El Ámbar


Generalmente hablar del ámbar empieza por una confusión inevitable entre el ámbar “mineral” y el ámbar gris de origén animal, producido por los cachalotes. Esta materia animal está utilizada solamente para la elaboración de productos cosméticos.
El ámbar gris es una concreción intestinal de grasa, de largos cristales fibrosos. Su color es siempre gris sucio y su olor , accentuada de Musc, hace el objeto de atenciones para matizar los perfumes más grandes.
Su fuerte contenido en grasa facilita la mezcla de esencias de perfumes a disolver.
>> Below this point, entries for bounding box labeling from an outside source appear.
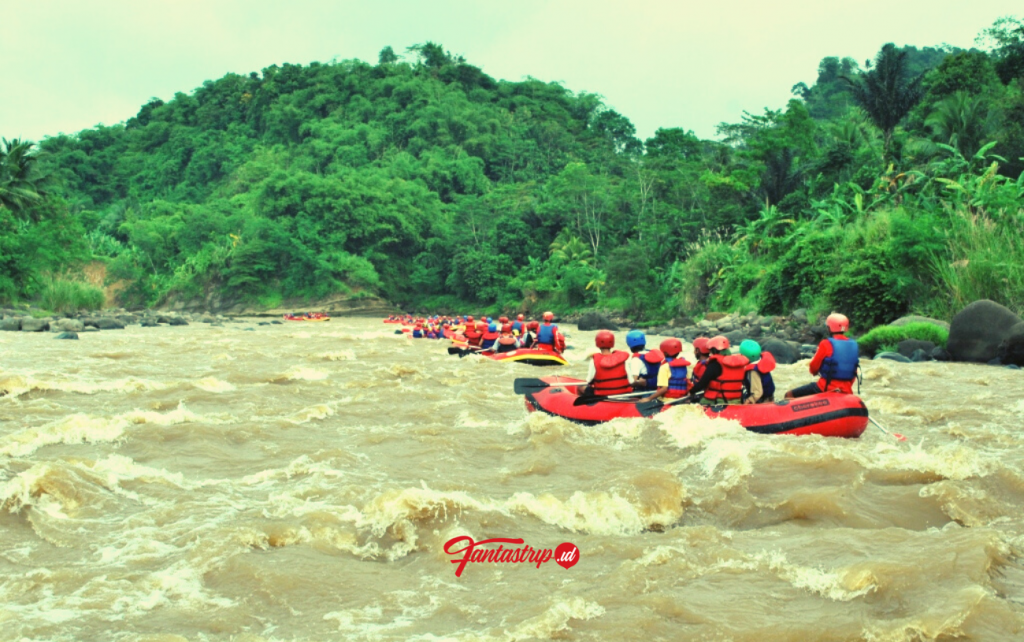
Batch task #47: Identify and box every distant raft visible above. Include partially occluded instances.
[517,377,867,437]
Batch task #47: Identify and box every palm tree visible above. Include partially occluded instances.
[0,138,46,214]
[550,229,594,265]
[925,91,996,159]
[842,42,925,165]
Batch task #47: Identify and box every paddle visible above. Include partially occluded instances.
[512,377,586,394]
[572,390,650,406]
[867,417,906,441]
[637,395,703,417]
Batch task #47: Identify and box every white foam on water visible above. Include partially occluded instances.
[0,403,214,457]
[193,377,237,394]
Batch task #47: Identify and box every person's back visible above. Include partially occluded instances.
[495,324,519,354]
[785,312,860,399]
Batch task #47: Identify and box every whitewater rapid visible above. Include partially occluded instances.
[0,318,1024,642]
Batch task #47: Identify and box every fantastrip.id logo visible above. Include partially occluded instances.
[444,536,580,577]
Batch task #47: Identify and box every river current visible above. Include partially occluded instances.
[0,318,1024,642]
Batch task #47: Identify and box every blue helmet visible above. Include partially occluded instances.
[626,330,647,348]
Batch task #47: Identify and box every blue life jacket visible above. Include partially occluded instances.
[754,368,775,399]
[818,339,860,381]
[640,352,662,391]
[666,356,690,397]
[537,324,558,345]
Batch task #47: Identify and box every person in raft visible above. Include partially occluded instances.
[739,339,775,404]
[626,330,665,392]
[585,333,633,396]
[642,339,690,401]
[512,314,526,337]
[690,335,751,405]
[519,322,541,348]
[785,312,860,399]
[535,312,562,352]
[690,337,711,383]
[495,324,519,354]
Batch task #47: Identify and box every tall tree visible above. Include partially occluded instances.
[843,42,924,163]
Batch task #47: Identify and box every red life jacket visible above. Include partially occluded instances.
[591,350,633,396]
[705,354,751,401]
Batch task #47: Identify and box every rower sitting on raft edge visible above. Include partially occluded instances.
[584,330,633,396]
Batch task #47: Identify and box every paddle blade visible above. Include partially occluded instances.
[512,377,551,394]
[637,399,665,417]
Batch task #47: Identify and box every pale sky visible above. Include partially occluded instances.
[0,0,1024,140]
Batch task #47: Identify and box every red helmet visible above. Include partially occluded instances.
[708,335,729,352]
[658,339,683,356]
[825,312,850,333]
[594,330,615,348]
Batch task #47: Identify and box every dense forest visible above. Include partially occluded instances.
[0,17,1024,328]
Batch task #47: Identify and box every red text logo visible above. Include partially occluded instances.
[444,536,580,577]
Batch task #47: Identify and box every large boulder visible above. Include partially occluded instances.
[577,312,618,332]
[96,316,125,330]
[946,299,1021,363]
[22,318,50,332]
[998,322,1024,366]
[50,318,85,332]
[896,339,935,358]
[759,339,800,366]
[889,314,949,330]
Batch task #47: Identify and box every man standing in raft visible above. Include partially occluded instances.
[585,333,633,396]
[690,335,751,405]
[535,312,569,352]
[785,312,860,399]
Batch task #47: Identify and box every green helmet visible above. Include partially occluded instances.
[739,339,761,361]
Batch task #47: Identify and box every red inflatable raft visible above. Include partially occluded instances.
[525,377,867,437]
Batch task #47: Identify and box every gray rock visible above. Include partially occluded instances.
[577,312,618,332]
[758,338,800,366]
[998,322,1024,366]
[874,352,911,363]
[896,339,935,358]
[22,318,50,332]
[910,348,932,363]
[96,316,125,330]
[946,299,1021,363]
[889,314,949,330]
El ámbar amarillo o “succino” coge todos los colores del miel, opáco o translúcido, del amarillo claro al marrón oscuro, pasando por los marrones cognac, rojos, blancos y negros….icon o sin inclusiones de insectos.
Al reposo no tiene olor, las fricciones o los calentamientos revelan un perfume característico que clasifica también el ámbar en las materias arómaticas. Podemos sentir el condensado de savia consumida debido a su origén vegetal. Esta marca natural de la savia fosíl es la última traza de los árboles que cubrian el espacio báltico al oligoceno.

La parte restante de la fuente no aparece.